Comprovadamente, existe muita compatibilidade entre as doutrinas operacionais e as políticas logísticas empregadas pelas duas Forças Aéreas, porque ambas usam aviões que são de mesma origem — a indústria francesa. No Brasil, os aviões MIRRAGE III vêm operando na Base Aérea de Anápolis desde os anos 70.

O custo desta aquisição é de 80 milhões de euros a serem pagos em seis anos, incluindo-se, além das 12 aeronaves, material de suprimento, treinamento para pilotos e pessoal de manutenção e intercâmbio operacional.

Levando-se em conta as condicionantes das questões da economia do país, esta alternativa é bastante conveniente, porque é uma proposta que atende aos requerimentos da FAB para este momento, além de representar considerável redução da necessidade imediata de aporte de recursos em relação ao Projeto F-X.

O Projeto F-X, isto é, a compra de novos aviões, trará aeronaves de última geração, abrindo-se importantes possibilidades de transferência de tecnologia de ponta.

Por sua vez, a aquisição do MIRAGE 2000C é apenas uma resposta imediata e apropriada para a emergência que a Força Aérea e o Brasil vivem no presente, com relação à grave questão que envolve os meios aéreos destinados ao provimento da capacidade de defesa do nosso espaço aéreo.

Neste instante de tantos contenciosos na cena internacional, segundo identifica a própria política de Defesa Nacional recém-aprovada pelo ministério da Defesa, nós nos deparamos com preocupações que merecem a atenção de todas as nações do mundo, ou seja, a existência de zonas de instabilidade e de ilícitos internacionais que podem provocar o transbordamento de conflitos entre as fronteiras de países limítrofes.

A América do Sul enquadra-se nesse cenário, determinado que a defesa do Estado brasileiro seja considerada com absoluta prioridade, em vista dos focos de incertezas com as quais se defronta a nossa região geopolítica.

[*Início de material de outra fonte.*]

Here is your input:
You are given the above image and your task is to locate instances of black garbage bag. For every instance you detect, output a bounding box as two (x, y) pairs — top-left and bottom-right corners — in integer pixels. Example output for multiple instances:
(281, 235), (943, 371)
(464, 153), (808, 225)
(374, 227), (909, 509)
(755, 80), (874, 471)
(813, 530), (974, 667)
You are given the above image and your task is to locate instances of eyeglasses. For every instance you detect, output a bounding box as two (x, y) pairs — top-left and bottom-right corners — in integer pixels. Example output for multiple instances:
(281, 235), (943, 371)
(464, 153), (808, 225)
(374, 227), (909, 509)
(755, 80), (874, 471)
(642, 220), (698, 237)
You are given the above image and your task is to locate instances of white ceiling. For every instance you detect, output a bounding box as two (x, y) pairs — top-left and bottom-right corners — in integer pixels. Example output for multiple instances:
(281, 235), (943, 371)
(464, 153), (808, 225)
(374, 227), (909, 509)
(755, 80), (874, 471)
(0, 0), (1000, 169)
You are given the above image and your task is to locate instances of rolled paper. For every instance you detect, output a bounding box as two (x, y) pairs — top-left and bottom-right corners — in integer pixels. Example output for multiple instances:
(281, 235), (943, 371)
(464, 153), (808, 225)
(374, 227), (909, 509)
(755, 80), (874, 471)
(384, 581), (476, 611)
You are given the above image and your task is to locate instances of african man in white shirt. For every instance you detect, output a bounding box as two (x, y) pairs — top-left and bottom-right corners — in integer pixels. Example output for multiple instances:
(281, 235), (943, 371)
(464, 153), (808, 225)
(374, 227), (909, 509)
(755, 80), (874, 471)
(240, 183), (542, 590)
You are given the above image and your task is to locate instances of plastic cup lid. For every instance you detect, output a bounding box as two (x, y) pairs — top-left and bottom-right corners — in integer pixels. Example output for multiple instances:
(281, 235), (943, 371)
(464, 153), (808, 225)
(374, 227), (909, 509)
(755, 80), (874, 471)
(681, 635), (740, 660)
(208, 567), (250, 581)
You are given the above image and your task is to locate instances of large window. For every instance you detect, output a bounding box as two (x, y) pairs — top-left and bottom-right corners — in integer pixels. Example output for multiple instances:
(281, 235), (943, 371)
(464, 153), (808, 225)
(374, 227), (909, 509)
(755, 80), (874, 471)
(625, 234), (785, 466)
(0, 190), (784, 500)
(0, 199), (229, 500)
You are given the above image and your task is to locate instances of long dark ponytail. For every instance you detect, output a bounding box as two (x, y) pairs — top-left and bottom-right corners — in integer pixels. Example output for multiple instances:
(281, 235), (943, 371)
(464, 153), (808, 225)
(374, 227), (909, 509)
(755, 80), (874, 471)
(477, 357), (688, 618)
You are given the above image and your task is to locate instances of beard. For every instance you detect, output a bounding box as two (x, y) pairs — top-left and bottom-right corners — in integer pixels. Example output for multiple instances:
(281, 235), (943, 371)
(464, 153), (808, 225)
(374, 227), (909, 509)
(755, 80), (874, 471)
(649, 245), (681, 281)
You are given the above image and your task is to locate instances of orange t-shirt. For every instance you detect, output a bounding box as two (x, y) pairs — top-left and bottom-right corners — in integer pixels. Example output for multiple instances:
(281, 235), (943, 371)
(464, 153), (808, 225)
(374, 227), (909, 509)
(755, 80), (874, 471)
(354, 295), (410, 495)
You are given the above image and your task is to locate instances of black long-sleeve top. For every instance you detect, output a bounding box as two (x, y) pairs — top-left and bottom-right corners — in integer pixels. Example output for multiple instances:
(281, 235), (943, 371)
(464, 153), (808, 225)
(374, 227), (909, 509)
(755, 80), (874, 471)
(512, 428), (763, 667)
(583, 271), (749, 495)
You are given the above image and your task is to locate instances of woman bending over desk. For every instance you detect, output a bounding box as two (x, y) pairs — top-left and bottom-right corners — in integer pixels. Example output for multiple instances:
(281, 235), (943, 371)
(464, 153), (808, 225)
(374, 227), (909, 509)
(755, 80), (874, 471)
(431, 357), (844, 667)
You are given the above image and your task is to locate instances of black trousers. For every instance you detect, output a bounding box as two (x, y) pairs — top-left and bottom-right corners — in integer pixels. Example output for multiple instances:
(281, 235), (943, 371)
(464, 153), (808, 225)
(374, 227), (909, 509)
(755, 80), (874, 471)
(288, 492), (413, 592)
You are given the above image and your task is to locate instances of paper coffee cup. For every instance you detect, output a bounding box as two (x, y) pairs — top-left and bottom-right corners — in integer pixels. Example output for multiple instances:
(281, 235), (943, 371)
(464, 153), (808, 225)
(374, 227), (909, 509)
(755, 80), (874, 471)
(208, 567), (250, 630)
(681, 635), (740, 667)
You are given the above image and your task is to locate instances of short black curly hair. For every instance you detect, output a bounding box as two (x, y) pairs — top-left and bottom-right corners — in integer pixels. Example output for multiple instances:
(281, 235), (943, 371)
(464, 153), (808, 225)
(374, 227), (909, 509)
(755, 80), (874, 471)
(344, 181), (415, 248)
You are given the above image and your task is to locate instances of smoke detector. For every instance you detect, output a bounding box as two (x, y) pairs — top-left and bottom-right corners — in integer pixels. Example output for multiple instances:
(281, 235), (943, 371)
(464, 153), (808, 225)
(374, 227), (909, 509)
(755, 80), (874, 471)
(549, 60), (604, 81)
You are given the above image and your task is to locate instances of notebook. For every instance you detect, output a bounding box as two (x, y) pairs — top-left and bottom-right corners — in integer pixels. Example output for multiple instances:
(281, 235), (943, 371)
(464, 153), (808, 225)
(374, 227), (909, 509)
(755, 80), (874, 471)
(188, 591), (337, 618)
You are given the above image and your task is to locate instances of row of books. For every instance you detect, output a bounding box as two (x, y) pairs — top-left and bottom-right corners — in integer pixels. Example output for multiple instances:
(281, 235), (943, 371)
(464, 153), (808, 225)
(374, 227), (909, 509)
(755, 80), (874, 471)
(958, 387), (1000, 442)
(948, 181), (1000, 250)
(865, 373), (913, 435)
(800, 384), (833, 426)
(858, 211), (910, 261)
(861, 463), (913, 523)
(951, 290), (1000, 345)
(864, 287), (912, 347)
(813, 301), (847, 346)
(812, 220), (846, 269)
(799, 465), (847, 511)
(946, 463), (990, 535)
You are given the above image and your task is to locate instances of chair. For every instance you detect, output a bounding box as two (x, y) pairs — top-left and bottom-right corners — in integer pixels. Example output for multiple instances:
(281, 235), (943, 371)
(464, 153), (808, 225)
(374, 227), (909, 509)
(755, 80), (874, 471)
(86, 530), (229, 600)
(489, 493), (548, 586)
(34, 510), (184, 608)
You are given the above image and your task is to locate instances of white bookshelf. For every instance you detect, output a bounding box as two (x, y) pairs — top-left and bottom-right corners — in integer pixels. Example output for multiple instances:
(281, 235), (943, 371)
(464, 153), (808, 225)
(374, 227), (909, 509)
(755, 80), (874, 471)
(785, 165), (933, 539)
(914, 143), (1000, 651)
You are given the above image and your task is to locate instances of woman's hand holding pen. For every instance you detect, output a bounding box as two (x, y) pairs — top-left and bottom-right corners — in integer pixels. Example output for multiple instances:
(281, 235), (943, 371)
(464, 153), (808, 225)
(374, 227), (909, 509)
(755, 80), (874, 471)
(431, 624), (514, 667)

Devido a estas constatações é que se impõe a necessidade de atualização permanente e o reaparelhamento progressivo das Forças Armadas, motivo pelo qual é completamente pertinente a aquisição dessas aeronaves, buscando-se sempre implementar, é claro, mecanismos que produzam a redução da dependência externa, por meio de transferência de conhecimentos e acesso a tecnologias sensíveis.

Quero destacar a seriedade do trabalho que tem sido desenvolvido pelos órgãos do governo, responsável por este assunto, em particular ressaltando o empenho dos profissionais do ministério da Defesa e do Comando da Aeronáutica, na pessoa do seu Comandante, o Tenente-Brigadeiro Luiz Carlos Bueno, os quais não medem esforços para solucionar este problema, que, em última análise, diz respeito aos interesses de toda a sociedade, principalmente porque concerne à segurança do Estado brasileiro.

O assunto é recorrente, todos aqueles que têm compromisso com este país e com a segurança e a defesa precisam se debruçar para apoiar este programa, que não é o melhor, mas é o que podemos ter como instrumento de defesa do nosso país.